In spite of technological advances in the study of cell biology, cellular behavior, and the pathophysiology of MI, there are many of unconnected questions that have to be solved in order to achieve a more efficient and effective stem cell-based therapy for MI. Understandably, no single therapeutic approach will suit all, but to do what can be done to narrow down stem cells, delivery approaches, and biomaterials to the minimal and most efficient formation is the major challenge requiring a detailed and thorough exploration. However, it is still not clear which stem cell is ideal for treating acute or chronic MI. Which mode of delivery is best or better than others, and which biomaterial is most suitable for stem cell delivery to the infarcted region? Many clinical trials have been completed so far, and many will be conducted in the upcoming years. However, a clear strategy has to be evolved in order to find the best combination of stem cells, delivery approach, and biomaterial components to meet the requirement in most cases, if not all.
Microfluidics is another major research area that has helped in the resolution of many complicated questions such as the selection of biomaterials and the mechanisms involved in transplanted stem cell-mediated MI heart regeneration, as well as the basic pathophysiology of MI. Most importantly, microfluidics can be used to more efficiently understand the angiogenesis process and the therapeutic interventions required to increase the vasculature density in the infarcted region. Eventually, it could help to improve the functionality of the infarcted heart.

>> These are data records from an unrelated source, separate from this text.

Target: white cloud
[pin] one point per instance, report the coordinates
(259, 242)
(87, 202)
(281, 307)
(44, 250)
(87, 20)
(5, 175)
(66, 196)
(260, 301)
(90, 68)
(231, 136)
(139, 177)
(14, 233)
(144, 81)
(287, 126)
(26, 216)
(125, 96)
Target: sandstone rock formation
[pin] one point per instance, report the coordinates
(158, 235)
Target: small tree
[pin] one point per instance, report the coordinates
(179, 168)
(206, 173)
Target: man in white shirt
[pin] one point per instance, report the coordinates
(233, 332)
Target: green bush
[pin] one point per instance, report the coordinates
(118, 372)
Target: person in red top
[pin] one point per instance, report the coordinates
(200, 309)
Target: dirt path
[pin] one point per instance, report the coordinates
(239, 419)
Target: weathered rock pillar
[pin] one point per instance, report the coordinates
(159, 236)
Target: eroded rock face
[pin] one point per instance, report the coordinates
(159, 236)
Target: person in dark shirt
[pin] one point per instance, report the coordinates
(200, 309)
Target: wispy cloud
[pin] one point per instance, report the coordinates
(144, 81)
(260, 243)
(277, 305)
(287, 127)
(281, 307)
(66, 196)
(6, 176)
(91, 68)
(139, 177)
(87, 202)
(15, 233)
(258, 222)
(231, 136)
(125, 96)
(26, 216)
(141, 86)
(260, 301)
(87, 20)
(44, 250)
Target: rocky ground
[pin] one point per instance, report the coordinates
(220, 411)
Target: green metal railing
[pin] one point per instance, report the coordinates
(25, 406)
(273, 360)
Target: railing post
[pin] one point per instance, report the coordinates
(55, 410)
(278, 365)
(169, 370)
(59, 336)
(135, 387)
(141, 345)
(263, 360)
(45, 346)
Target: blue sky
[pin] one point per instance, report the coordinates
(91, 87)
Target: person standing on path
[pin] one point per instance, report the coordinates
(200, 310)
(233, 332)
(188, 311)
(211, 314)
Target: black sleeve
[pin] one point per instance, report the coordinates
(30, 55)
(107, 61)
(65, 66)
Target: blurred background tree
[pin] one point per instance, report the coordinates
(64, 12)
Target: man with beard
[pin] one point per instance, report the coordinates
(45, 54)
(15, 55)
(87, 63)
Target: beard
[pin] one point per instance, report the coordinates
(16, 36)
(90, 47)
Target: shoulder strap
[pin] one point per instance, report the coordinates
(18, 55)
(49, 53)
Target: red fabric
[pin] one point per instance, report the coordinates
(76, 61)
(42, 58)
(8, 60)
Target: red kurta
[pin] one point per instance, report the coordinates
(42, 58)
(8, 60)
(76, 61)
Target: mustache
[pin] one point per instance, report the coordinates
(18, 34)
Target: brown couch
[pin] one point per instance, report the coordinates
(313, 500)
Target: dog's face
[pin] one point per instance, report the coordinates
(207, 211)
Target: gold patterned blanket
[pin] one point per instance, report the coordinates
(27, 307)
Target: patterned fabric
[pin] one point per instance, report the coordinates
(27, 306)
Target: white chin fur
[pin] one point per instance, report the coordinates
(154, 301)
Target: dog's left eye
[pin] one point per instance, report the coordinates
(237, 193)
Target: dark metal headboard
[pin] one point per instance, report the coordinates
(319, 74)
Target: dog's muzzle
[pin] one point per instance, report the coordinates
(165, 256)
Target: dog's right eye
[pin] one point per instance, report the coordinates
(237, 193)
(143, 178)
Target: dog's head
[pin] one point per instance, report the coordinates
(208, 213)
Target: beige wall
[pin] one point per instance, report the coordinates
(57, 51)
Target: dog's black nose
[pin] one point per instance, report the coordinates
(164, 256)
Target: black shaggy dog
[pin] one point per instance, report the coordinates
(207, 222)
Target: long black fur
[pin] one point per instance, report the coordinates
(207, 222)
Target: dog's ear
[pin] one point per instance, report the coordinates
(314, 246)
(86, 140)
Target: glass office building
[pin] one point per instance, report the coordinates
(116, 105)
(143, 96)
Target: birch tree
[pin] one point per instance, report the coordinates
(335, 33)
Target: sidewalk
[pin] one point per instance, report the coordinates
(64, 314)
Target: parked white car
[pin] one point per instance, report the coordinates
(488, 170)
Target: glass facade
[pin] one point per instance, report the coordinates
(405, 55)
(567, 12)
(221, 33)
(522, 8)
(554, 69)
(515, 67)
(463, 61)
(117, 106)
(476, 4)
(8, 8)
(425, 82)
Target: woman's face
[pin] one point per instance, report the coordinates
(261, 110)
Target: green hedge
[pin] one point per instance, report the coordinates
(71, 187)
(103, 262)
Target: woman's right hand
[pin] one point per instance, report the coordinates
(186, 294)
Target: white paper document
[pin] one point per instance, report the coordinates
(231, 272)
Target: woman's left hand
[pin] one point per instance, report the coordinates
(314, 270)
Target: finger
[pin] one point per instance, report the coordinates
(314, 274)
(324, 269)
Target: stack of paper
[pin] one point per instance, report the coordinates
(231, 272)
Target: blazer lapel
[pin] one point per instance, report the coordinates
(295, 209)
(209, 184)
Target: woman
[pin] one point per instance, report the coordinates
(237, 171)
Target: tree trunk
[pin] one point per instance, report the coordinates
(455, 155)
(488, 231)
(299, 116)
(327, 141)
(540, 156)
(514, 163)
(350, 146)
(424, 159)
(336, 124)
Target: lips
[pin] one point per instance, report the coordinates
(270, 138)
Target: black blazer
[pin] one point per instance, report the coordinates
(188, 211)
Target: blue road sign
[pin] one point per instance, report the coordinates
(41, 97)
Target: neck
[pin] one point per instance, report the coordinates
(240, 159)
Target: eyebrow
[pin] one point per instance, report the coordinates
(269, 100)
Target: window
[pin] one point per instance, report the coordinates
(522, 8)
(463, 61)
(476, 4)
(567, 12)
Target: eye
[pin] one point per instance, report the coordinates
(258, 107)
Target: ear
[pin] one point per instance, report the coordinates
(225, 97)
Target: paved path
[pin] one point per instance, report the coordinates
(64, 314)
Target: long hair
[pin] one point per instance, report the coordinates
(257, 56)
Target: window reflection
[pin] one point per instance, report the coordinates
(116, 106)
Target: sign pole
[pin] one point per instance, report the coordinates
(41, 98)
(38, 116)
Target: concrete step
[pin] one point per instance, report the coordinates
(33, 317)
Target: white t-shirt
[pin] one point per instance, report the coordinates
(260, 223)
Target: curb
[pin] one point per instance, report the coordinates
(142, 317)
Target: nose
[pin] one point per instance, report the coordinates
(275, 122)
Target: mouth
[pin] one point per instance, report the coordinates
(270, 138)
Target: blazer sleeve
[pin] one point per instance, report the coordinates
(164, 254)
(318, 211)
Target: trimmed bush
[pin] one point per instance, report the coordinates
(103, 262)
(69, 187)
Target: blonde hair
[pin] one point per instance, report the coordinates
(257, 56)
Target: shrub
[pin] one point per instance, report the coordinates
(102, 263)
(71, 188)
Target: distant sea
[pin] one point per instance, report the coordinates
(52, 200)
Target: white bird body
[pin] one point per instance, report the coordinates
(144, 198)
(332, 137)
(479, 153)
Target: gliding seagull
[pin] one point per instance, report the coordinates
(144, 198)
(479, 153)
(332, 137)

Stem cell delivery to the infarcted myocardium has become indispensable for regenerating the heart so as to regain functionality similar to native cardiac function. To this end, various stem cells have been used for delivery to the infarcted heart. Processes used include direct injection into the myocardium and using a 3D biocompatible scaffold (commonly called a patch) to deliver a higher dose of cells with uniform distribution across the infarcted region. Several mechanisms have been documented where either the transplanted stem cells differentiate into functional CMs and integrate with the heart to improve cardiac function or act through a paracrine manner to induce the regeneration of CMs, increase neovascularization, reduce scar formation, increase ventricular function and decrease remodeling of the myocardium. Hence, the forthcoming mechanistic studies on exosomes and direct tagging of stem cells for monitoring the homing studies after transplantation may further result in translating bench studies to the bedside.